Well Selah has survived yet another wild nor’easter since our last post. She certainly has had a baptism of fire in her short life. If nothing else, it has reinforced in us the necessity of building strength into every joint. On the eve of the storm I had considered pulling down the big tarp from the shelter, but thought we would be OK. However, early the next morning I was woken to the sound of strong gusts, and checked MetEye to see an upgraded forecast of 70+ knots from the NE. Up we got and straight to the block before the increasing wind made it too dangerous to manage the giant tarp. Thankfully it come down without damage, but it did feel a bit like reefing an old square rigger as it thrashed about. It was the right decision as later we were hit with 100 kph gusts and driving rain. There was wide-spread power outages throughout most of the state, and considerable damage to property. Selah came through unscathed, and was kept dry by a double layer of tarps. It’s amazing how things have turned up just when we need them. Only a couple of days before, Rob, my father-in-law dropped off a big, heavy caravan tarp he thought we may find useful. We slept well that night!
We have a list of rain day jobs to keep us occupied on such days so after securing Selah, we headed inside the workshop to fibreglass the rudder posts. We had previously ordered the rudder assemblies from Alan McNamee, a boat builder who is the go-to-guy for Easy component fabrication. He supplied the two PVC rudder posts, machined bearings and 50mm schedule 40 stainless steel shafts, with welded rudder tangs.
The plans call for the PVC posts to be sheeved with 5 layers of 200g fibreglass. I adapted some pine stands Russell had lying around, to support the posts as we wrapped them in the glass cloth. It was our first look at the Colan fiberglass we had purchased weeks before, upon recommendation from Chris Guthry of Outback Dreamer, another Sarah builder. Click here for his website. Its top quality fiber. Australian made as well.
The job went well. We had been told we may have difficulty getting the epoxy to cure in the cooler climate, but have not encountered any difficulty. If anything the longer pot-life has taken some pressure off, especially with the bigger lay-ups. The epoxy is stored in a room which is keep warm by a hot water cylinder, and we ensure it is properly activated before applying it to the job. Outside the tempest blew, and the gusts became stronger and stronger. Eventually we lost power at 3 pm but by then we had just about finished, so we cleaned up, checked on Selah one more time, and went home to sit in candlelight by the wood fire.
Over the next few days, as we waited out the storm, we kept busy. Deb double coated all the hull sheets we had dry fitted previously with two coats of resin. Another coat will go on prior to painting. (After dry-fitting, we had taken them all back off the hull, and brought them inside in anticipation of the weather.) I finished some fiddly carpentry jobs, shaping and fitting the end caps onto the keels, and fitting the side sheets. The keels are ready to be fitted as soon as the hulls are sheeted.
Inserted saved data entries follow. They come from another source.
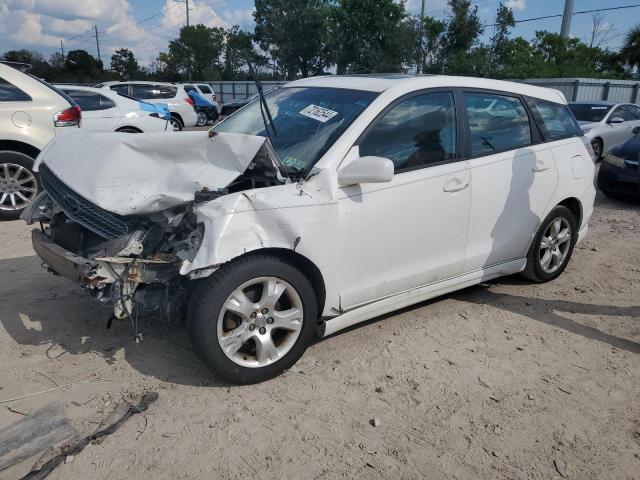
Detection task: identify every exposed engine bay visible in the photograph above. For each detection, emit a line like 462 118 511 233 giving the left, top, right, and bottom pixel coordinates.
24 130 288 330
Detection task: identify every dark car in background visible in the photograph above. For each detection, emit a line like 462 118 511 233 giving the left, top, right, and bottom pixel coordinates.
597 126 640 200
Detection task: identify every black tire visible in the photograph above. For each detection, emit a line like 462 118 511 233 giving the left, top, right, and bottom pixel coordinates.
0 150 39 221
521 206 578 283
169 115 183 131
196 110 208 126
188 254 318 384
116 127 141 133
591 138 603 161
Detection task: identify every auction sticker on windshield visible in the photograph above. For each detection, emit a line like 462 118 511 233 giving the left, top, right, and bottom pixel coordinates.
299 104 339 123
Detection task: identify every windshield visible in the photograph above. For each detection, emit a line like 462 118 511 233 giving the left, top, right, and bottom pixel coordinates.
214 87 377 174
568 104 612 122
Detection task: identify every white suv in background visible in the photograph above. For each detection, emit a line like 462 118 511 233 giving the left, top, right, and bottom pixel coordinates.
56 85 170 133
95 81 198 130
0 62 81 220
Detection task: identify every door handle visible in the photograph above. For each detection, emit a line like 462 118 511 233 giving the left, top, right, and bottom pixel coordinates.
443 179 469 192
532 162 550 172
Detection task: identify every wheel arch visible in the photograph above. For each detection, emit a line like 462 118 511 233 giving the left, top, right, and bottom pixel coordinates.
557 197 583 228
0 140 40 159
115 126 143 133
170 112 184 126
237 248 327 321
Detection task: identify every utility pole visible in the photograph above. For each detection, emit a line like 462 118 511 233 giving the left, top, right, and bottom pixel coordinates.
560 0 574 38
417 0 426 74
186 0 190 27
60 40 64 58
94 25 102 64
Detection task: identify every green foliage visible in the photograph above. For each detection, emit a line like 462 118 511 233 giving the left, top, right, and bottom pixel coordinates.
162 25 226 80
254 0 333 79
64 50 103 81
332 0 415 74
110 48 139 80
621 24 640 69
2 49 51 78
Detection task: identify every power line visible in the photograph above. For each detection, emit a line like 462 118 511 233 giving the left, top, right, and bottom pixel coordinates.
482 3 640 28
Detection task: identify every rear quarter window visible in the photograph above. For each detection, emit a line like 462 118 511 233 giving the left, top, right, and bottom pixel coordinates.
527 98 582 141
0 77 32 101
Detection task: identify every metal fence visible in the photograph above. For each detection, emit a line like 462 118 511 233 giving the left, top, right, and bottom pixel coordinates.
209 78 640 105
208 81 287 103
520 78 640 103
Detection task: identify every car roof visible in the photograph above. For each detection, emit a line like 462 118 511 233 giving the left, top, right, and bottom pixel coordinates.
105 80 179 86
569 100 617 106
286 75 567 104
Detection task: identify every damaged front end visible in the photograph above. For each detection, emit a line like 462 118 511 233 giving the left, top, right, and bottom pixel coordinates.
24 130 287 325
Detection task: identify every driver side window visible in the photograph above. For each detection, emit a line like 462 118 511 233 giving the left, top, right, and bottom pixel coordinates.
358 91 457 172
610 107 635 122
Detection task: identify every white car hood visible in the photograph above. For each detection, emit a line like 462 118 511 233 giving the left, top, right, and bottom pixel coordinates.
35 130 268 216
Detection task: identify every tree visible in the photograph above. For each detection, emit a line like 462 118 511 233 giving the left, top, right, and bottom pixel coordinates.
418 16 447 73
484 4 515 76
162 24 226 80
621 24 640 71
331 0 416 74
110 48 139 80
254 0 334 79
587 13 617 49
443 0 483 58
223 26 267 79
65 50 103 81
1 49 51 78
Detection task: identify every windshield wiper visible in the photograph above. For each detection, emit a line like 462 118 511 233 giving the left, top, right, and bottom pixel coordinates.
246 56 277 139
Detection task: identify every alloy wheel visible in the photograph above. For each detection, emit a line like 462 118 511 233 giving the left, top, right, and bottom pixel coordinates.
539 218 571 274
169 118 182 131
217 276 304 368
0 163 38 211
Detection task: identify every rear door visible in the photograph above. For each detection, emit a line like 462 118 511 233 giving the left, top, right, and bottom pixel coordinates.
463 90 558 272
63 90 120 131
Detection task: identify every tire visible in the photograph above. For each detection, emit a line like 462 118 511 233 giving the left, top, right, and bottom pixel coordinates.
169 115 183 131
116 127 141 133
591 138 603 161
188 254 318 384
0 150 39 221
521 206 577 283
196 110 208 126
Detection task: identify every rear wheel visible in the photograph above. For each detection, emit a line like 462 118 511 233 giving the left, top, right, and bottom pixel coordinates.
188 254 317 384
521 206 577 283
169 115 183 131
196 110 208 126
0 151 39 221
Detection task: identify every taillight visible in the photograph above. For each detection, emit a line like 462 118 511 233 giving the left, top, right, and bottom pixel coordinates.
212 94 217 102
54 106 81 127
184 97 195 106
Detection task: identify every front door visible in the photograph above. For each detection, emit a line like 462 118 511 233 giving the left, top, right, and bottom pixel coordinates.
337 90 471 309
462 91 559 271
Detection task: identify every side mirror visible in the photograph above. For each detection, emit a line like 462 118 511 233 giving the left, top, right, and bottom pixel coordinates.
337 156 394 187
633 126 640 135
608 116 625 124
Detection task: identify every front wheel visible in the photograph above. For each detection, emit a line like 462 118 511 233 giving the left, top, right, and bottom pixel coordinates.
188 254 318 384
521 206 577 283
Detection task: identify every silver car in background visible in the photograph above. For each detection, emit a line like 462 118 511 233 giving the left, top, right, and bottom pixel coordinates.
568 101 640 159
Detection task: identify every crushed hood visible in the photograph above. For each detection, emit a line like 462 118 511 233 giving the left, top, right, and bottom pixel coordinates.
35 130 268 216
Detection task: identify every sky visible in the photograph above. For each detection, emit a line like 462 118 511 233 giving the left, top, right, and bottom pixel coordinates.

After the weather eased we went straight into planking. Around 100 holes are pre-drilled for the 1″ 6g stainless screws at 100mm centres. The screws are pre-loaded, prior to the sheet being offered to the hull (having been previously cut to fit), glued with epoxy and screwed in place. The excess glue is cleaned up immediately and used to fit the butt-joints in place.
At some stage we will refit the big tarp. This time we will suspend it from beneath the frame, so that we can drop, and hoist again quickly.